D’Artagnan frémit.
—Certes, dit Aramis, je rends justice aux beautés de cette thèse, mais en même temps je la reconnais écrasante pour moi. J’avais choisi ce texte; dites-moi, cher d’Artagnan s’il n’est point de votre goût: Non inutile est desiderium in oblatione, ou mieux encore: Un peu de regret ne messied pas dans une offrande au Seigneur.
—Halte-là! s’écria le jésuite, car cette thèse frise l’hérésie; il y a une proposition presque semblable dans l’Augustinus de l’hérésiarque Jansénius, dont tôt ou tard le livre sera brûlé par les mains du bourreau. Prenez garde, mon jeune ami, vous vous perdrez!
—Vous vous perdrez, dit le curé en secouant douloureusement la tête.
—Vous touchez à ce fameux point du libre arbitre, qui est un écueil mortel.

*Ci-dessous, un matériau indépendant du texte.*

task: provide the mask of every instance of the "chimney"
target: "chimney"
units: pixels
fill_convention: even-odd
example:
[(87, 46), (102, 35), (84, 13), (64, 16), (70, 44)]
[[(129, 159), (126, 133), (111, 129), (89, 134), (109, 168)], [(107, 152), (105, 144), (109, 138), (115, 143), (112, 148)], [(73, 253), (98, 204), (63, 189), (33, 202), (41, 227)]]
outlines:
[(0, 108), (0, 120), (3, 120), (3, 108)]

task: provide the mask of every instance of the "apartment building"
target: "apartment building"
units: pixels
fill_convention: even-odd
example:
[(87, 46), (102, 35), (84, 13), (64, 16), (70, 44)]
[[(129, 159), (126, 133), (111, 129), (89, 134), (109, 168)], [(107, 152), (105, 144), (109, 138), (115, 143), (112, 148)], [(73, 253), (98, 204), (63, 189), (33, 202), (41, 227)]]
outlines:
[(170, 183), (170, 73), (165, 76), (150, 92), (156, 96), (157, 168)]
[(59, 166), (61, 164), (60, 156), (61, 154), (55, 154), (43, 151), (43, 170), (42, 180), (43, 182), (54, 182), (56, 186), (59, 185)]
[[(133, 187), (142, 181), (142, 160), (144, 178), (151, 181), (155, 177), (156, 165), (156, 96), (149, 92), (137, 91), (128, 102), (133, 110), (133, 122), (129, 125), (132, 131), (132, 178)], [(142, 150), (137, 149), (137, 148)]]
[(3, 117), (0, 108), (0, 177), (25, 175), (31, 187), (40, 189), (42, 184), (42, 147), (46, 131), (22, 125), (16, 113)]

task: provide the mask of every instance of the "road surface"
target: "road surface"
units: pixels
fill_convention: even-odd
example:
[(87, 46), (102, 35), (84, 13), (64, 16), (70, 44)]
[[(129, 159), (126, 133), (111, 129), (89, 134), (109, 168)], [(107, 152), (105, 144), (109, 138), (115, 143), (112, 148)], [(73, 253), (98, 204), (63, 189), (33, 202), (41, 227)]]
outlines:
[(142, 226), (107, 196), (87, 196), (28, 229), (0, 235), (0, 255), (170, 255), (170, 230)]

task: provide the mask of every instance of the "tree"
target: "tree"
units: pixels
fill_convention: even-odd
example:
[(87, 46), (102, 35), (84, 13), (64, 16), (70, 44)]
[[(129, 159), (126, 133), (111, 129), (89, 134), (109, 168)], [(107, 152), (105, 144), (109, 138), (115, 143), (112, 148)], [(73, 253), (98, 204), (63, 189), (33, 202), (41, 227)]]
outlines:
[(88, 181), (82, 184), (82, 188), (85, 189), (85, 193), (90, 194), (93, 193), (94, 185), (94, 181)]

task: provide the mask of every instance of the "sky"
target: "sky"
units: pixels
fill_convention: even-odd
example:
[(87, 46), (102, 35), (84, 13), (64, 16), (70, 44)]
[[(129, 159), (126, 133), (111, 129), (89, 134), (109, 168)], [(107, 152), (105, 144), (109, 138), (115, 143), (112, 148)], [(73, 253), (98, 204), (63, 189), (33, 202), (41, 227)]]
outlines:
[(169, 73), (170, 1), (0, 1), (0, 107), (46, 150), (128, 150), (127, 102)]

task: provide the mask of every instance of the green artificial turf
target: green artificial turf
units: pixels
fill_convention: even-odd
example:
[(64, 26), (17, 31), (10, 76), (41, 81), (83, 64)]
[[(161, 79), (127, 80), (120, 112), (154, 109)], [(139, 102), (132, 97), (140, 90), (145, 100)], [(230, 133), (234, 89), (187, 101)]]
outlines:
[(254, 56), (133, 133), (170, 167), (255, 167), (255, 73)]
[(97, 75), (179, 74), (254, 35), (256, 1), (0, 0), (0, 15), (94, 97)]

Vous abordez de front les insinuations des pélagiens et des demi-pélagiens.
—Mais, mon révérend... reprit Aramis quelque peu abasourdi de la grêle d’arguments qui lui tombait sur la tête.
—Comment prouverez-vous, continua le jésuite sans lui donner le temps de parler, que l’on doit regretter le monde lorsqu’on s’offre à Dieu? Écoutez ce dilemme: Dieu est Dieu, et le monde est le diable. Regretter le monde, c’est regretter le diable: voilà ma conclusion.
—C’est la mienne aussi, dit le curé.
—Mais de grâce!... reprit Aramis.
—Desideras diabolum, infortuné! s’écria le jésuite.